Volcanism is a natural phenomenon, according to which the interior hot material of earth’s asthenospher (one of earth’s layers, which forms upper mantle) is extruded out through a vent. Volcanism develops a couple of landforms. Apart from landform formation there are some other phenomena associated with volcanism. Hot springs, fumaroles, and sometimes geysers are found in volcanic regions.

Hot springs: Hot springs are commonly found associated with volcanic activity of recent date. Surface water that penetrates the ground may be heated either by contact with hot rocks or by gaseous emanations from the volcanic rocks. When it remerges on the surface, it gives rise to hot springs.

Hot water springs

Fumeroles: When jets of steam and hot gases are discharged from a volcanic vent, it is called a fumarole. Solfatars are the fumaroles emitting mainly sulfurous gases. Fumaroles often deposit solid minerals (volcanic sublimate) near the vent. Deposits of native sulfur, realgar, and orpiment may form in this way.


Geysers: Fountains of hot water ejected periodically are called ”geysers”. Geysers often rise to heights of 30-60 meters. After the jet of water ceases, a column of steam rushes out, usually with a thundering roar. On of the best-known geyser areas in the world is Yellowstone National Park (USA).
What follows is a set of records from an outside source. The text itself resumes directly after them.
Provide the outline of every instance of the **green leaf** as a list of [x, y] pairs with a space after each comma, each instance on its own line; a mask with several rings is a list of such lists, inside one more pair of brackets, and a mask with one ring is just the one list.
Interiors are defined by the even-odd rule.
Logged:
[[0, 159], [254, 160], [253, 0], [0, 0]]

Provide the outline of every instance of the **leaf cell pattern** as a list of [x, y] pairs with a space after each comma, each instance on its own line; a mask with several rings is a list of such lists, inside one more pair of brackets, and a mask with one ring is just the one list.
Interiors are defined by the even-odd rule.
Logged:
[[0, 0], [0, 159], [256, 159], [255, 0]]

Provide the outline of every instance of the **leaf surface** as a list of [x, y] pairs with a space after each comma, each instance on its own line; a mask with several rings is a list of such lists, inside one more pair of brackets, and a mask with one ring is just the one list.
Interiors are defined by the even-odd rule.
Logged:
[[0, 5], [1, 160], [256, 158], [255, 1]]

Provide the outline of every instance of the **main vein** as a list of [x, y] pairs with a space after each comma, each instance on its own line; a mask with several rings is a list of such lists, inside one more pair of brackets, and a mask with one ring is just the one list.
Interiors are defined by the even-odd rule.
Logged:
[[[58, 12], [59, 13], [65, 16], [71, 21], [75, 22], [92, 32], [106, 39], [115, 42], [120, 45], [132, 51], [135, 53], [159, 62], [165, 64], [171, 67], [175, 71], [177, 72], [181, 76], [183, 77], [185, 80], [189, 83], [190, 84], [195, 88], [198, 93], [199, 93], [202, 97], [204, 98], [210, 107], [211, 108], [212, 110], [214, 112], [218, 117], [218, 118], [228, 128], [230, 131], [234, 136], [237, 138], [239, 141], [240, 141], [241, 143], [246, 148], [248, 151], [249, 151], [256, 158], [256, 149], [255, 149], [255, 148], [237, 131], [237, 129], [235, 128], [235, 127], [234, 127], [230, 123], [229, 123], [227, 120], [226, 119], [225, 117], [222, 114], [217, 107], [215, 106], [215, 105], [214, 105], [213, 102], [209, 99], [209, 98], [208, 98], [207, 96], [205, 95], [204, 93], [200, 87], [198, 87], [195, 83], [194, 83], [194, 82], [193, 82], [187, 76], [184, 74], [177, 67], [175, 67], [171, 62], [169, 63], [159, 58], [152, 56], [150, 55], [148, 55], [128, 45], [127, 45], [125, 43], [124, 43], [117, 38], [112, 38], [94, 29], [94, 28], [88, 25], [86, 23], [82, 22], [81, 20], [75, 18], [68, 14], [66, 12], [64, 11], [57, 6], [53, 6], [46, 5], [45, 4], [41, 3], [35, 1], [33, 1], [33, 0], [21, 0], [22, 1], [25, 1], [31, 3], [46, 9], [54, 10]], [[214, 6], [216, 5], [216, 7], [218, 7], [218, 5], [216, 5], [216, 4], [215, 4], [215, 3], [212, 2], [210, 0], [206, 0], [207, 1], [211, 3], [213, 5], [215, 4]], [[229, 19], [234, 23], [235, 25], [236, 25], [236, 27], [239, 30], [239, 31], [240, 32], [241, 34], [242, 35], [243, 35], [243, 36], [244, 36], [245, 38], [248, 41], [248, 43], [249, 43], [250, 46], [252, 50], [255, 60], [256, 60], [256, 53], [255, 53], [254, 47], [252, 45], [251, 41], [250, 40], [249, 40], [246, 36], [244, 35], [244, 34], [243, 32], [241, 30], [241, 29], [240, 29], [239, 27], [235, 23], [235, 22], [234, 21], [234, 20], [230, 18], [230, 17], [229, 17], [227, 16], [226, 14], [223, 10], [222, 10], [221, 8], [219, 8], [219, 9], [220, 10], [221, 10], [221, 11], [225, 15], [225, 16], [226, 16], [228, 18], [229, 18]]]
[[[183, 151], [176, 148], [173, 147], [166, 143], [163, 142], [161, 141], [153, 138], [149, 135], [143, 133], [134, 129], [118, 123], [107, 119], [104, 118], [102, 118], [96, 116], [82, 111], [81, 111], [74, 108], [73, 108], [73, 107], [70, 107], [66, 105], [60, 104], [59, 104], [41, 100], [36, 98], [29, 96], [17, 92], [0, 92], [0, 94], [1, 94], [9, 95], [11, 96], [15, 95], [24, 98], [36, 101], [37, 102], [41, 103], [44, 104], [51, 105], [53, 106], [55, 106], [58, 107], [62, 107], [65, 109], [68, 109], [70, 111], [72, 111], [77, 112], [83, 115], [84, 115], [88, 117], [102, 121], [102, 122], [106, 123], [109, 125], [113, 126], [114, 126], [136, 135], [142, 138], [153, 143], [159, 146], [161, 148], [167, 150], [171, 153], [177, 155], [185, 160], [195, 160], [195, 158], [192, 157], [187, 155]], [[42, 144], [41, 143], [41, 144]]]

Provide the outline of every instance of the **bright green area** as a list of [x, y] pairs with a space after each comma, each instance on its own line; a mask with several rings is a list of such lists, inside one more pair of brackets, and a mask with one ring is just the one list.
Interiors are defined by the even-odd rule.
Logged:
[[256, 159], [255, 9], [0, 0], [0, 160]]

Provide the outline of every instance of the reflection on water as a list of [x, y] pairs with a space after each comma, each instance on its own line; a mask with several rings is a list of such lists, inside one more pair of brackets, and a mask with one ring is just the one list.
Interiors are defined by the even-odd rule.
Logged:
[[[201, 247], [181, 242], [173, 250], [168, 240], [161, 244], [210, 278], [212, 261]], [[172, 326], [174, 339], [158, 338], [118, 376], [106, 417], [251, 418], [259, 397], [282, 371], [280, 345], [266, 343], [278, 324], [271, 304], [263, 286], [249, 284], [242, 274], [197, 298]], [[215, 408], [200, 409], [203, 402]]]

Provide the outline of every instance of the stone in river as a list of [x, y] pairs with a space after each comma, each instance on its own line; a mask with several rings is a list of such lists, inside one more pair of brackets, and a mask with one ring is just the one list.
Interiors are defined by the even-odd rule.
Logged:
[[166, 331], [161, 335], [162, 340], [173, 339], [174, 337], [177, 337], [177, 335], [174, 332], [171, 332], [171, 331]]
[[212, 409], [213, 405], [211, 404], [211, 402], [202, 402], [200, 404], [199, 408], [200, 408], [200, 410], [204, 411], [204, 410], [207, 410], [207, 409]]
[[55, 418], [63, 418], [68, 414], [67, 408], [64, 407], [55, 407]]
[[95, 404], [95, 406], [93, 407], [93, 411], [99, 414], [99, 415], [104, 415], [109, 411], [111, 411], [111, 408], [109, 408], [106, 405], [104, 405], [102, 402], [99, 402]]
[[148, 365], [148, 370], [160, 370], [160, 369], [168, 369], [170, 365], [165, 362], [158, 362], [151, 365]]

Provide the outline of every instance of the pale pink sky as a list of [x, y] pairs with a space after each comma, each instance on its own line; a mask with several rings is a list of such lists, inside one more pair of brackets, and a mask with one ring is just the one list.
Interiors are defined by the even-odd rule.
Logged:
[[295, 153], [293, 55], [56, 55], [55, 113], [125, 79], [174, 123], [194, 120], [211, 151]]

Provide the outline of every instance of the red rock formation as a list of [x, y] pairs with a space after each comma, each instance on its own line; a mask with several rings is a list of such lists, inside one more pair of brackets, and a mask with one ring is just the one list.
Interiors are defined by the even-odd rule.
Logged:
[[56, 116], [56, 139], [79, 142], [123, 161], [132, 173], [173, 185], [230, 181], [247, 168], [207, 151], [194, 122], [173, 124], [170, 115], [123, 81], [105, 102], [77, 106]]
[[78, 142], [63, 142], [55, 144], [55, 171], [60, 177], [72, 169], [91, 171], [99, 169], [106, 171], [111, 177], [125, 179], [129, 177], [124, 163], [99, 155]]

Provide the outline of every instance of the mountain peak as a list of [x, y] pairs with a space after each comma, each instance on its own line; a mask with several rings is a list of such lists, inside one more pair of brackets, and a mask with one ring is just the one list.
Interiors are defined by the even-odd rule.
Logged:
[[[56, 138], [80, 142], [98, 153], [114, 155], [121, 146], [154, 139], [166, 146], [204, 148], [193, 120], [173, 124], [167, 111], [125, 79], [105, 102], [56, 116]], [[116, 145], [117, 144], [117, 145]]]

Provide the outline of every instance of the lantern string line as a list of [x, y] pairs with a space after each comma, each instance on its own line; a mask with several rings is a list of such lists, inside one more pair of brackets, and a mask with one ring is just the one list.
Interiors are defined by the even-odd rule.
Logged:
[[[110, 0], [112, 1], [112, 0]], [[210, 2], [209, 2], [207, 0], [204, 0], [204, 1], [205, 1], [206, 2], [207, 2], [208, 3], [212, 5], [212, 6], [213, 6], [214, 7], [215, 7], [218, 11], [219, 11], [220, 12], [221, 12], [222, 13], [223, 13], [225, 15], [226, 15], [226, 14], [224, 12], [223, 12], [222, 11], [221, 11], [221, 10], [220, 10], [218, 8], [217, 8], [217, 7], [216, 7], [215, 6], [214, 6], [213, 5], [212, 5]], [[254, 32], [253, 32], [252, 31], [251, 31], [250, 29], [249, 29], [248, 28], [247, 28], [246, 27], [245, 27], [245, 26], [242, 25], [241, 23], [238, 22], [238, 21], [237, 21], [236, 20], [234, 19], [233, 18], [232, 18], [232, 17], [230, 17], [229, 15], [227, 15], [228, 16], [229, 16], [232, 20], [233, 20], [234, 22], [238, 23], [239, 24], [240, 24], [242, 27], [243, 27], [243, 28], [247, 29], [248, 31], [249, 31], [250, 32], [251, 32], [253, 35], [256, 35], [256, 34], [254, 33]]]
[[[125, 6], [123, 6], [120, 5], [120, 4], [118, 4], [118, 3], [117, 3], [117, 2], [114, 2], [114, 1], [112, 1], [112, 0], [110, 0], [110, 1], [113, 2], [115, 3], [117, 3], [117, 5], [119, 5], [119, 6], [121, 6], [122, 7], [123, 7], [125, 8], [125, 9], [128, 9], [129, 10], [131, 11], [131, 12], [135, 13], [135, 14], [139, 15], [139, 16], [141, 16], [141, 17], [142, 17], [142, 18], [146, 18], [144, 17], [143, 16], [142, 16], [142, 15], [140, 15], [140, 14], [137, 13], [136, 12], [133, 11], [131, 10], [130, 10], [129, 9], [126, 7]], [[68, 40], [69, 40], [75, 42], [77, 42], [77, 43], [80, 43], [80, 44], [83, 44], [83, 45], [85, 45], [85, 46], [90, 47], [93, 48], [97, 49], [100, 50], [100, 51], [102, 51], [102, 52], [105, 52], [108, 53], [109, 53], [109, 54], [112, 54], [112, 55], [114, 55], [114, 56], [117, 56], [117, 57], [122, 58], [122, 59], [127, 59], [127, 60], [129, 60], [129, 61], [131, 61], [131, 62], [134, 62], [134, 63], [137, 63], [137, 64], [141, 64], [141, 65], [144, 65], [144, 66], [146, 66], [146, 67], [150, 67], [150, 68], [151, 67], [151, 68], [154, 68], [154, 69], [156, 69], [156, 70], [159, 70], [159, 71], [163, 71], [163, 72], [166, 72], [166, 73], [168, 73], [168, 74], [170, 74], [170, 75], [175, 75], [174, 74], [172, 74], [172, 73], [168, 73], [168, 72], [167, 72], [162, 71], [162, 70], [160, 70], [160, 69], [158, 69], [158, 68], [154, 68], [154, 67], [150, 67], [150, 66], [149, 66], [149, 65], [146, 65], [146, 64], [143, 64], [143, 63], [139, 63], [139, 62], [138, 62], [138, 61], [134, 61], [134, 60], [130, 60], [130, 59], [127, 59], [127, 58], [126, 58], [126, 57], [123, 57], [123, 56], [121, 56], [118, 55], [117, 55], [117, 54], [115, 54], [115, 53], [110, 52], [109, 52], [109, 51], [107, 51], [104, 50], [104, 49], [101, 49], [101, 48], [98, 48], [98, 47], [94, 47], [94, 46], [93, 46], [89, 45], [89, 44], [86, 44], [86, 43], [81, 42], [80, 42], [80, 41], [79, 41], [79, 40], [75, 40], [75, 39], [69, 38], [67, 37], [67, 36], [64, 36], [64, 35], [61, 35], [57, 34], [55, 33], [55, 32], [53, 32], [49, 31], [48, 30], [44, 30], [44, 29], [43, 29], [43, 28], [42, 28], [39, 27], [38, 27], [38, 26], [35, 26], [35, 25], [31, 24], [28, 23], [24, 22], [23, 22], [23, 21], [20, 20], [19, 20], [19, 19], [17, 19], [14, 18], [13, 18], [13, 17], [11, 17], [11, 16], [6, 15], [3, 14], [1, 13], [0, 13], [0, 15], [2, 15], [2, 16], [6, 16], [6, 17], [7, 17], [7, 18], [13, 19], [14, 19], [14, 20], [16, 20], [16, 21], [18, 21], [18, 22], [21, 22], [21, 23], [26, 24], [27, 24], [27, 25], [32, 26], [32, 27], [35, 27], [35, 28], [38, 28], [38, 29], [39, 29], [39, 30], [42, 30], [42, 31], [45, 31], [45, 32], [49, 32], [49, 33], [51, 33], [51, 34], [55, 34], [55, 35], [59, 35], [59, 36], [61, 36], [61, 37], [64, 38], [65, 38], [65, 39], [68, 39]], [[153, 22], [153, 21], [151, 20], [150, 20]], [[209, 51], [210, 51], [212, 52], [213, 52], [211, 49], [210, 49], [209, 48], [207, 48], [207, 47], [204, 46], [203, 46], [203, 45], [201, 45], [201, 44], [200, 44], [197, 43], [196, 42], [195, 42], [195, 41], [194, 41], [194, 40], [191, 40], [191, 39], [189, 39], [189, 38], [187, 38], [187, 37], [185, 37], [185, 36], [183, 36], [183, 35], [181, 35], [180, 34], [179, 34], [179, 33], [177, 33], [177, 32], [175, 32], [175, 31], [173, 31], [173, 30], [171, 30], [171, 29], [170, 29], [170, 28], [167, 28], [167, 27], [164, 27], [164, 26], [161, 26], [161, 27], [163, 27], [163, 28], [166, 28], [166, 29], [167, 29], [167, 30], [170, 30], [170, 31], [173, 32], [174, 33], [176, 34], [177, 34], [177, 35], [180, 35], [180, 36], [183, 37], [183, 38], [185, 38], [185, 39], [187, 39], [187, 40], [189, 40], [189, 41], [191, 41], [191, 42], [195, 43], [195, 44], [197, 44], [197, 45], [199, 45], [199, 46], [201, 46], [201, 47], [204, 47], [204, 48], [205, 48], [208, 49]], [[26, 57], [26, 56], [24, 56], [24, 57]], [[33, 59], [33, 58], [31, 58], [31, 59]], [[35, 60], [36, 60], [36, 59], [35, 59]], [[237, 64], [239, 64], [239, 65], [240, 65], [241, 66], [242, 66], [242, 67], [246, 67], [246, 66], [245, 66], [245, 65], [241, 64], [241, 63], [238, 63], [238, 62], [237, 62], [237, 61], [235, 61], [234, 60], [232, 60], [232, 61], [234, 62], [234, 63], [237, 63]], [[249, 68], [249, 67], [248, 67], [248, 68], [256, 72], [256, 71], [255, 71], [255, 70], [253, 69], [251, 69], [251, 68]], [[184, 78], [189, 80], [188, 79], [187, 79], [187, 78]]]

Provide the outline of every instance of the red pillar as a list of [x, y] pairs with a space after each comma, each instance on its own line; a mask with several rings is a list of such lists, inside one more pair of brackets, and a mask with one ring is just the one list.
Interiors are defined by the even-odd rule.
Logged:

Geysers are also found in other parts of the world, including New Zealand and Iceland. The siliceous deposits formed around geysers are known as ”geyserites”.


Mud volcanoes: In this case, hydrocarbon gases, muddy saline water, and some traces of petroleum are discharge from cones of dried mud. Mud volcanoes usually occur near oil fields and they do not appear to show any connection with the actual volcanic activity.